Non-white populations face another disadvantage: CF just isn’t at the forefront of the differential diagnosis. It’s much more likely that a physician would consider infectious diseases before a relatively rare genetic disease like CF. When I was collaborating with researchers in Thailand, I learned that some mothers will bring their child to the attention of a physician by saying, “I don’t know what’s wrong with my child, but she tastes salty.” That’s due to the abnormal salt and chloride metabolism typical of CF, but mothers sometimes notice that before physicians even think of the disease. So it’s important to improve our genetic tests, both to avoid delays in diagnosis and to ensure that we can unambiguously detect CF in our patients.
We can do better
Our work has really highlighted the limitations of panel testing in a diverse population. The next step is for newborn screening programs to consider more inclusive test approaches that improve diagnosis – and therefore enhance prognosis – for CF patients of non-white and mixed ethnicities. I think that, especially in ethnically diverse areas, it comes down to appropriate testing in each setting and for each patient. Every newborn screening program in the United States currently performs its own cost-benefit analysis. With screening, of course, you build in the assumption that you’re going to fail to detect some individuals in order to be cost-effective, but that should be minimized. I think that if you look carefully at available algorithms and regional demographics, you can achieve desirable sensitivities for all populations and avoid disproportionate disease burdens in minority ethnicities.

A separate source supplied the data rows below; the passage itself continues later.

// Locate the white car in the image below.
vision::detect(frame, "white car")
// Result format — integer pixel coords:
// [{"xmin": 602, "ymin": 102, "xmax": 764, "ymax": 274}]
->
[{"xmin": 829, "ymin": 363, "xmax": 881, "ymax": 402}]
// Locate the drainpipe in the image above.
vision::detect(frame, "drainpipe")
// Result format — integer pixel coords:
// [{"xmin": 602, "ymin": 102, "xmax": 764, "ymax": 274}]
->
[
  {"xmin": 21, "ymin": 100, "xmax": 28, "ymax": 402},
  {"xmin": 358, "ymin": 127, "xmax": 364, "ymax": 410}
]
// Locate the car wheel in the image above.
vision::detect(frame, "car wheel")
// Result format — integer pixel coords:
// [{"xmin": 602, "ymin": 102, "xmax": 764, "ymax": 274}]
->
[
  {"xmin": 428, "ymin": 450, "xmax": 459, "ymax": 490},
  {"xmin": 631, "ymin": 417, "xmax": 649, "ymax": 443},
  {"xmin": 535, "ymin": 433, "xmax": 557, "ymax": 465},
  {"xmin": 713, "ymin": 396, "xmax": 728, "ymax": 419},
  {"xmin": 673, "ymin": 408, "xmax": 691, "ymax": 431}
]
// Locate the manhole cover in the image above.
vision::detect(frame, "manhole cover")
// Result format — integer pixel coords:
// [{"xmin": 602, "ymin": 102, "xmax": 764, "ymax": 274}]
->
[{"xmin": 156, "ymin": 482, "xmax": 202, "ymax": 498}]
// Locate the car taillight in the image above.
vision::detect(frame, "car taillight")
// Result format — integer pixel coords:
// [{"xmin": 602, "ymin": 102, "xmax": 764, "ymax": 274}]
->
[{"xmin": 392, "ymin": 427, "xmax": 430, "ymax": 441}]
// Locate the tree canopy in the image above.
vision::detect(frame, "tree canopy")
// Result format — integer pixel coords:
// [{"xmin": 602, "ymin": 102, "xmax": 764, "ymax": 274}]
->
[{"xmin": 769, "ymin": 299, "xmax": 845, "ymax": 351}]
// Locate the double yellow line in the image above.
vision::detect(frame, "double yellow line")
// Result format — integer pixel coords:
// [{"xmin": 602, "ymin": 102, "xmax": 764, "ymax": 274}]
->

Doctors performing screening need to be aware that common panels don’t include some of the variants present in non-white populations. With the attention currently focused on personalized medicine, we can advocate for a more inclusive approach that could help propel equity in mutation detection. I personally believe that we should consider a more comprehensive approach like next-generation sequencing (NGS) – which doesn’t have to be much more expensive than our current tests, because the cost of sequencing is rapidly decreasing. The trick is to get people to consider these newer approaches, rather than simply opting for standard panels because they come to mind first, or because they’re assumed to be more economical. That doesn’t have to be the case – NGS may not only be more comprehensive, but also more cost-effective than our current methods (2). But regardless of how we approach the challenge, now that we better understand the diversity of disease mutations, I would like to see appropriate testing applied to every patient.
- I Schrijver et al., “The spectrum of CFTR variants in nonwhite cystic fibrosis patients: implications for molecular diagnostic testing”, J Mol Diagn, 18, 39–50 (2016). PMID: 26708955.
- MI Lefterova et al., “Next-generation molecular testing of newborn dried blood spots for cystic fibrosis”, J Mol Diagn, 18, 267–282 (2016). PMID: 26847993.
Iris Schrijver is a Professor of Pathology and, by courtesy, Pediatrics (Genetics) at the Stanford University Medical Center, Stanford, CA, USA.